Na opinião do jornalista e escritor José Castello, Trevisan é, sem dúvida, um dos grandes contistas brasileiros do século 20. Entretanto, "observada a obra em seu conjunto, não há dúvida de que os contos de Rubem Fonseca são tão, ou mais, importantes que os de Trevisan." Além disso, Castello afirma concordar com a tese - bastante difundida em relação aos dois autores, diga-se - de que, a partir de certo ponto, Trevisan passou a se repetir. "Toda a busca do 'conto mínimo', que parte da crítica tanto festeja, me parece mais um sinal de cansaço do que de riqueza", analisa.



Cíntia Moscovich duvida que o próprio Dalton fosse gostar de ser considerado "o" grande contista. "E quando um sujeito como o Dalton, superior e imbatível, vira o maior e o melhor, a gente pode se apavorar, porque é difícil ultrapassar a própria obra. O Dalton não é o maior contista brasileiro vivo, mas, ao mesmo tempo, só ele pode se ultrapassar, e isso pode ser uma maldição e uma bênção. Dalton só vai ser o maior contista brasileiro vivo a seguir, amanhã, depois. Só quando ele lançar o próximo livro. E o próximo, e o próximo e o próximo de uma seqüência que a gente quer que seja infinita. E que vai ser."



E, ao que parece, será um futuro cada vez mais poético, como se pode perceber nos recém-lançados Rita, Ritinha, Ritona e 33 Contos Escolhidos (leia resenha na página 5). "Em seus últimos livros, Dalton vem trabalhando com uma técnica de miniaturização (que lembra a técnica do bonsai). Ele está trabalhando na fronteira entre a narrativa e a poesia. Como se ele despisse a narrativa de tudo o que é supérfluo. Isso é poesia. Não são os temas que interessam em Dalton. É a forma", explica Adalberto Müller, poeta e professor de literatura da Universidade de Brasília.
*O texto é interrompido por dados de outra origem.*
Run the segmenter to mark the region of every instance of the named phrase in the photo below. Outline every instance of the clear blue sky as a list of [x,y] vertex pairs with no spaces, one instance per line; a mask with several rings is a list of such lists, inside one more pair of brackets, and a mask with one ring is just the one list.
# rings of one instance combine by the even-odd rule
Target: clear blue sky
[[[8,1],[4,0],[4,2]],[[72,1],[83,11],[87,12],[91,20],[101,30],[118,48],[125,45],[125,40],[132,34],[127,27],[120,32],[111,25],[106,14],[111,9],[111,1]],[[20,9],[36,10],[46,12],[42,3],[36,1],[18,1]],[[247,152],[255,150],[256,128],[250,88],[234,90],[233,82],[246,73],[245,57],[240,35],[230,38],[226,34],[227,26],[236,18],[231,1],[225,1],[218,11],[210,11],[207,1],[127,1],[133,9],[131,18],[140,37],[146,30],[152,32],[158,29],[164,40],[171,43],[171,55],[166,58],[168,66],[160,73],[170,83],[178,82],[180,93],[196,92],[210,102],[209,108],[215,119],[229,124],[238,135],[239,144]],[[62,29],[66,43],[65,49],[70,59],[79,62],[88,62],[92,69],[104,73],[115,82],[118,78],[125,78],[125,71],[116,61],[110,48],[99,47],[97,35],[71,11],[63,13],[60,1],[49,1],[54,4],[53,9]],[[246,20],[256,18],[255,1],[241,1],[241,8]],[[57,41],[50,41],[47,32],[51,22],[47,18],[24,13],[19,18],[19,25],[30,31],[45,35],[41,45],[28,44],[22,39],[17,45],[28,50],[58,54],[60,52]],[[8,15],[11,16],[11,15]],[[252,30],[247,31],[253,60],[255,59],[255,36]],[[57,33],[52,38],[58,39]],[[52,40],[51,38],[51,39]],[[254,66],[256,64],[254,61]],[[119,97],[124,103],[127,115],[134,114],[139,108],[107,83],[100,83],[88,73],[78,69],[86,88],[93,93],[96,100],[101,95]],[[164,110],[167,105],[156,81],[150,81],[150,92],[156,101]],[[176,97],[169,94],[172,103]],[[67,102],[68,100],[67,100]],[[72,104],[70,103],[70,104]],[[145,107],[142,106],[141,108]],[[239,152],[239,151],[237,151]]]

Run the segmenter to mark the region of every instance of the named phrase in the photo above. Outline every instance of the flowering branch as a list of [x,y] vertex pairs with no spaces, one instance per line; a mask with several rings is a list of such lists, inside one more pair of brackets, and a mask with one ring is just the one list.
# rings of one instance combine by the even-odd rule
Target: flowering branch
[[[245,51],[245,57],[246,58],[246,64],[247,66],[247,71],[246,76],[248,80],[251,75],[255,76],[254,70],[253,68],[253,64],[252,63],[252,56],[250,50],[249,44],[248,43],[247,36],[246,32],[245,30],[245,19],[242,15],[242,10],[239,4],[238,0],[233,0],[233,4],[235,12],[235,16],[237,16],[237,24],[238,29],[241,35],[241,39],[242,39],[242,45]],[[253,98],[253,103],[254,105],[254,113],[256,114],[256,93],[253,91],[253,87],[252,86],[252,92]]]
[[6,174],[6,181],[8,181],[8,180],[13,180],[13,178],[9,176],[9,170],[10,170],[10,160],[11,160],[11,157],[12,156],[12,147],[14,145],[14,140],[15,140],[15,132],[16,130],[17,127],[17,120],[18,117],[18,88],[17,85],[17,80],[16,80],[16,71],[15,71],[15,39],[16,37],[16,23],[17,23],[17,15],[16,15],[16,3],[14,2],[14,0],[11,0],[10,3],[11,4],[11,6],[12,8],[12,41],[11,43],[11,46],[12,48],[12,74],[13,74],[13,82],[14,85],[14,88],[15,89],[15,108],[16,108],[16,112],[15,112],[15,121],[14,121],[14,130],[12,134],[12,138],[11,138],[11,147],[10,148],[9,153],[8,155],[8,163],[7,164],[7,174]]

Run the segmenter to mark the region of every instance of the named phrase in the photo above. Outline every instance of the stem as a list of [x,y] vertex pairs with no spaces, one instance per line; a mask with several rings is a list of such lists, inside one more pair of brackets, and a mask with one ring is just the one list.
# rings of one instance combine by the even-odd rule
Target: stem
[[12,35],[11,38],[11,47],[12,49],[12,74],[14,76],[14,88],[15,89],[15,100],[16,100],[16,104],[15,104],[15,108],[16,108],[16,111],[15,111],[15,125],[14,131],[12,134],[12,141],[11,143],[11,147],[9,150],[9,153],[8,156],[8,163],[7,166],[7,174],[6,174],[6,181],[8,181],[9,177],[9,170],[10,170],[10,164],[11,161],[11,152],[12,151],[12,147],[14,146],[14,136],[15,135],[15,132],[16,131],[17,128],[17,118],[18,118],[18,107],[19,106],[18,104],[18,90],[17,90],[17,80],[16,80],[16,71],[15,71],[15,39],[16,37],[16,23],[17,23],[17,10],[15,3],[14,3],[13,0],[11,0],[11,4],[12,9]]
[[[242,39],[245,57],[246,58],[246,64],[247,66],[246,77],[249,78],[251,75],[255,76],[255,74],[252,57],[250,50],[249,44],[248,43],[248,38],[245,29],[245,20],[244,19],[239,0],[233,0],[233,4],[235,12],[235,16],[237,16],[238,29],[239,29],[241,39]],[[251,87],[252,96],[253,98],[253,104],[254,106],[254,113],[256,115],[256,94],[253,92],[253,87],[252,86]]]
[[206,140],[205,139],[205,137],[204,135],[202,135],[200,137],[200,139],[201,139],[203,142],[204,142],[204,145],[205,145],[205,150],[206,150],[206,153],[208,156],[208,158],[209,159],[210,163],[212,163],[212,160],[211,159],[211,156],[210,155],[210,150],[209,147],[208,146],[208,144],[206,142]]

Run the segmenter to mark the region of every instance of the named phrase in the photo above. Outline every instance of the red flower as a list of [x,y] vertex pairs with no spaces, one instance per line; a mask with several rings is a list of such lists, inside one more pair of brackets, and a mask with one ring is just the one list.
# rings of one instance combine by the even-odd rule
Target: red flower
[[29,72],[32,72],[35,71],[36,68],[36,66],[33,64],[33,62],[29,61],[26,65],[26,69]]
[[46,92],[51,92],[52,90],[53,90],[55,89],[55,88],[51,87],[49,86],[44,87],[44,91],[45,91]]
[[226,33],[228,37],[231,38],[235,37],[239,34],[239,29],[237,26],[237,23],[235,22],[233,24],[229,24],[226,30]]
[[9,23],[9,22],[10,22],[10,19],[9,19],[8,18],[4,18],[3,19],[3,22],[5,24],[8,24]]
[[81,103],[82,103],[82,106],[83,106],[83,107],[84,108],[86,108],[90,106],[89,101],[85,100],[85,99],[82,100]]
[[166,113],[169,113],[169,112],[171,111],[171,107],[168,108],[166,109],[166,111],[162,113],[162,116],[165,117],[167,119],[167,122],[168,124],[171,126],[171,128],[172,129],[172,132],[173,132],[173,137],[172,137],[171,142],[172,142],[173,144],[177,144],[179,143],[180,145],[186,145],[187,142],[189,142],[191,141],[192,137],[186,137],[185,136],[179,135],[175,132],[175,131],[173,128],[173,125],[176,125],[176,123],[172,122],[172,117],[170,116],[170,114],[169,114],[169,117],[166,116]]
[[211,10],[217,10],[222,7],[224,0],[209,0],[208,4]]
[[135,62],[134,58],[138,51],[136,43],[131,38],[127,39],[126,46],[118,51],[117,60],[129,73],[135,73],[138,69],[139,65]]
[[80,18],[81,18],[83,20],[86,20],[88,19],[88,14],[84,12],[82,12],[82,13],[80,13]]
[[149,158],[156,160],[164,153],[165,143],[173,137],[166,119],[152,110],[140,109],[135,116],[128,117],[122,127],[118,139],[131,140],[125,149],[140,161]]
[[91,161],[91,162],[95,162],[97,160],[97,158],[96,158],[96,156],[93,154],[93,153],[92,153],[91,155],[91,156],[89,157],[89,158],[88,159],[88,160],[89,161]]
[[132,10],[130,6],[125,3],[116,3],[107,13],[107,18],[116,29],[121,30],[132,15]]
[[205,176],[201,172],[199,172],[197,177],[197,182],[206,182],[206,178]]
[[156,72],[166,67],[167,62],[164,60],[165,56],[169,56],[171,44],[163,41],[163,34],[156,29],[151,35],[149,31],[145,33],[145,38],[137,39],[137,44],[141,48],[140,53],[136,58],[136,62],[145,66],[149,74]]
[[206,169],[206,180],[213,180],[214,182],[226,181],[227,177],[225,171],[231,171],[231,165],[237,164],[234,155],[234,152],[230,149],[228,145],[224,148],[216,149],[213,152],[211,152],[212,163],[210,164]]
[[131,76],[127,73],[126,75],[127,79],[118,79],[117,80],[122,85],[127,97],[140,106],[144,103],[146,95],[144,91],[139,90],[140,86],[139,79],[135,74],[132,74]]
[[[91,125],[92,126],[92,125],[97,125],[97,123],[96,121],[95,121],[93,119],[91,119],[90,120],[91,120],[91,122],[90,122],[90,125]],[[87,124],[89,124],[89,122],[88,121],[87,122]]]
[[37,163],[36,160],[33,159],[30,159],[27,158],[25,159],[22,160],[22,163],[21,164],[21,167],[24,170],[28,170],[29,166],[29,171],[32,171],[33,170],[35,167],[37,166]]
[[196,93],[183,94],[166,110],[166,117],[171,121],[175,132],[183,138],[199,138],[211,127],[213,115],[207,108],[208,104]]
Com ele concorda Carpinejar. "Dalton pode ser visto como um contista de surtos líricos. De haicais ferozes, revelando um estado de espírito alterado e incomum. Valoriza a teatralidade da descrição, a introdução de uma atmosfera densa e precisa, com o aproveitamento máximo das imagens com o mínimo dos caracteres. Os diálogos estão em avançado poder de síntese. Rabisca croquis do inusitado. São lampejos de efeito (mais do que frases de efeito), perpetuando a contradição, o avesso e os instantâneos mágicos. Funde, numa mesma equação, o arrebatamento final do conto com o gancho final do poema. Dalton é um contrabandista do lirismo na prosa", sentencia.



E estamos conversados, e muitos anos de vida, amém.